# Thimbles



## squeaky (Jun 8, 2010)

So I have a few questions about thimbles:

Can you use them with a fine harness?

What is the correct fit for them?

I have seen these at some of the online stores, and have just wondered what the proper use is for them.

Amanda


----------



## RhineStone (Jun 8, 2010)

Yes, you can use thimbles, and in my opinion, they are better than just using the wrap straps to stop the vehicle. They should basically just fit snugly over the shafts without pushing the tug back or lifting the cart.

Myrna


----------



## squeaky (Jun 8, 2010)

Thanks, that's what I was thinking too. So do they connect on the "D" ring that has the shaft tugs attached to them, or do they connect to that strap? And how tight should they be?

Thanks,

Amanda


----------



## RhineStone (Jun 8, 2010)

Ours had a snap that connected to the d-ring that the tug strap was connected to. We had a harness that did not have a ring on the tug strap, so we connected them to the rein terrets on the saddle, but I don't know if that is correct.

They should be snug "at rest", like I said above, not pushing the cart back or lifting it, but without slack in the strap either. You don't want the cart to slide up and make connection as you are stopping and slam the cart into the thimbles. You may have to put the thimbles on the shaft first before attaching the rest of the harness, because once you attach the rest, you may not be able to get the thimbles on without unsnapping them from the harness.
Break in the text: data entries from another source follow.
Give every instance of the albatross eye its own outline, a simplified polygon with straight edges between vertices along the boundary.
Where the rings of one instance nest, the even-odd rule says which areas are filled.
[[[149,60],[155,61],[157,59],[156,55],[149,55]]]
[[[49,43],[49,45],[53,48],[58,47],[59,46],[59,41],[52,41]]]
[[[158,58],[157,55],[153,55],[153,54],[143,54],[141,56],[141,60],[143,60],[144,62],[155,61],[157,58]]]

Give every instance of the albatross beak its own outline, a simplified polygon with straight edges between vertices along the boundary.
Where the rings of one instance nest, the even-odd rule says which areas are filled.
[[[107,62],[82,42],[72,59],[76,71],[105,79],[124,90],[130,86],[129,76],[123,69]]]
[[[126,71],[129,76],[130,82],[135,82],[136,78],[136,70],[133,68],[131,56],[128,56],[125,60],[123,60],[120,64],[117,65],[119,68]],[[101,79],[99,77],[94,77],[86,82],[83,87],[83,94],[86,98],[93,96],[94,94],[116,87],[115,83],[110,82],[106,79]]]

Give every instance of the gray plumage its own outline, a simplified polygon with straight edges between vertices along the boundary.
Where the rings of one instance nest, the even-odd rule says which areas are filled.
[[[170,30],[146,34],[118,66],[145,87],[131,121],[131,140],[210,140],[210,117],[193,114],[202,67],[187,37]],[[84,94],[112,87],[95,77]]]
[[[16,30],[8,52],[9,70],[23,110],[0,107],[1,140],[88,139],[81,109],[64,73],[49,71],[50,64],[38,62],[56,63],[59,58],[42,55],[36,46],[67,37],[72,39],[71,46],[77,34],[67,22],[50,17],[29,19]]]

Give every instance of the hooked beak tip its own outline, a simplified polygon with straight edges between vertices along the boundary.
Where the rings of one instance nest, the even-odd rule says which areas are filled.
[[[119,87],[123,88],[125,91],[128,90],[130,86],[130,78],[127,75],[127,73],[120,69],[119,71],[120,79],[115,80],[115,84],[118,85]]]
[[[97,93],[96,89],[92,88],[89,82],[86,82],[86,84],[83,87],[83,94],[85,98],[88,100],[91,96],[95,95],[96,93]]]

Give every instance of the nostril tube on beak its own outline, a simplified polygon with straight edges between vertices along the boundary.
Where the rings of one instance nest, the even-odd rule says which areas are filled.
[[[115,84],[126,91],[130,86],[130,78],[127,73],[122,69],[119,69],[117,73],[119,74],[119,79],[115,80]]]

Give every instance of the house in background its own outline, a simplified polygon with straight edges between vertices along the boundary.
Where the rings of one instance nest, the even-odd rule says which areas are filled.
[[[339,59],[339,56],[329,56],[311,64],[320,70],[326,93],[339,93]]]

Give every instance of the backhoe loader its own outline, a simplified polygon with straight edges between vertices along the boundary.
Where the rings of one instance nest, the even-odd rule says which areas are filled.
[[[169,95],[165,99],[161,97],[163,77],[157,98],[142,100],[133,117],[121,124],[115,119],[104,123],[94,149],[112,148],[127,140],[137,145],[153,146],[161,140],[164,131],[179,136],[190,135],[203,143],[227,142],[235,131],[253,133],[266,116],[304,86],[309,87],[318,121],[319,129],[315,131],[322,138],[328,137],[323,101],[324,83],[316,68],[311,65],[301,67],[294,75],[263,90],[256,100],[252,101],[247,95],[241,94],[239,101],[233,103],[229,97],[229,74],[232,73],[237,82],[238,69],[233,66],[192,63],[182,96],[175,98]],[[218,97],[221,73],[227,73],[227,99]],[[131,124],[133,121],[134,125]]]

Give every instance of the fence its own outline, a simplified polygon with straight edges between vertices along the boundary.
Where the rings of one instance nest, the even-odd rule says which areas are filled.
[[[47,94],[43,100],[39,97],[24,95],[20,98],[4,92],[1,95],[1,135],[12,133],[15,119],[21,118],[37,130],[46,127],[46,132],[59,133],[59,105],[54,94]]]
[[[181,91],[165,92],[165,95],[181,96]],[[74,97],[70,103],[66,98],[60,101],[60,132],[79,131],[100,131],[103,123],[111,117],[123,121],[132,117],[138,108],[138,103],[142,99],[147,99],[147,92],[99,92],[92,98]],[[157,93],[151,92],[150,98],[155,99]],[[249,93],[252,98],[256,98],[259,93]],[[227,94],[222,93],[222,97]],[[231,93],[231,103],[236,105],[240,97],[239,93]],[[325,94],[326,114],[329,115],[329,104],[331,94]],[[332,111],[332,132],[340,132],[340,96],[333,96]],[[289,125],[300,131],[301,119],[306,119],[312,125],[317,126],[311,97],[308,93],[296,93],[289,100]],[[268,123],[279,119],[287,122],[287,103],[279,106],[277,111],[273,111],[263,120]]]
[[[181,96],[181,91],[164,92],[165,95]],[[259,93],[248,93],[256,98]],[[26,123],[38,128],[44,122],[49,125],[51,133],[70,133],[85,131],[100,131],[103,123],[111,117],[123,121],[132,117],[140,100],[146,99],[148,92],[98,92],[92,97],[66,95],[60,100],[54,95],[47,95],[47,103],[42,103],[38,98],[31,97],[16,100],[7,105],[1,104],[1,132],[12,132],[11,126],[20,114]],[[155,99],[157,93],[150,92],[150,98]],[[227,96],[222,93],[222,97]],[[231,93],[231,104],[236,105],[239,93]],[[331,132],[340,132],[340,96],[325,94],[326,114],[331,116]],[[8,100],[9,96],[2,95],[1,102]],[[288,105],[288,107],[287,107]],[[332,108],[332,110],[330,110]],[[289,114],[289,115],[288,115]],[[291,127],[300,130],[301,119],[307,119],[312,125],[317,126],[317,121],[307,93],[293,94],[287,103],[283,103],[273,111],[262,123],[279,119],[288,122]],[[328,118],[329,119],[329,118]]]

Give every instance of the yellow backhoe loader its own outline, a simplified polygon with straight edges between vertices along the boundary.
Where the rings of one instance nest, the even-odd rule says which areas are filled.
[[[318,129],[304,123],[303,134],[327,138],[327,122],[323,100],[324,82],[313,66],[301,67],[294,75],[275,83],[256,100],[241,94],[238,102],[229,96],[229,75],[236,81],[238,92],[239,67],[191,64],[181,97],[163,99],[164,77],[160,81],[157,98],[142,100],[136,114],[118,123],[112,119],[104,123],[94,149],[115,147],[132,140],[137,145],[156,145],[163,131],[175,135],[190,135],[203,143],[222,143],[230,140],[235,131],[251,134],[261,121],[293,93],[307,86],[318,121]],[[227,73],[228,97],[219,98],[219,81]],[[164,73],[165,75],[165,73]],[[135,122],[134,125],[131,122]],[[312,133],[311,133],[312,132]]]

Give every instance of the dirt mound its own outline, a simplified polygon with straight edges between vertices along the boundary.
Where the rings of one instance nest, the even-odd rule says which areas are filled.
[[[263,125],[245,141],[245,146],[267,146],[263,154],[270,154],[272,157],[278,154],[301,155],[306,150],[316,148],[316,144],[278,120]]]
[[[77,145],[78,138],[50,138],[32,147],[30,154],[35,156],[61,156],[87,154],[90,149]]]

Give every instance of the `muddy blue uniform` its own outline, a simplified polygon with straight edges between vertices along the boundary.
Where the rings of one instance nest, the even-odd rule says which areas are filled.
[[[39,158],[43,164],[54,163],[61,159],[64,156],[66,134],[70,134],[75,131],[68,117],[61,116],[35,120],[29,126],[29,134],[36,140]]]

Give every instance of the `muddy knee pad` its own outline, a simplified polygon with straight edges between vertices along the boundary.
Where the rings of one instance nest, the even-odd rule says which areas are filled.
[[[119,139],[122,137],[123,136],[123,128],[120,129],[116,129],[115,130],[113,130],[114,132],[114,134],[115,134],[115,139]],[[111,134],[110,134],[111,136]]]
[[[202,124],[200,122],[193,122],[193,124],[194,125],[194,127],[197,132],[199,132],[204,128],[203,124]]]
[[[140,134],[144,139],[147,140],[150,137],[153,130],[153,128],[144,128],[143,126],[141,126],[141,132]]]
BTW, I am still a breeching fan and would take that brake setup any day over thimbles and wrap straps, but I know that breed show people "don't want to see all that leather on the horse".






Myrna


----------



## Marsha Cassada (Jun 8, 2010)

I posted a picture of the thimbles on my sulky harness before. Not sure if this is what you are looking for. Mine are attached to D rings. This harness has the quick-hitch, no leather tugs. It was used for miniature horse racing. I have had the thimbles repaired several times, as they can take a beating. It is a tweaking challenge keeping them the correct tautness also.


----------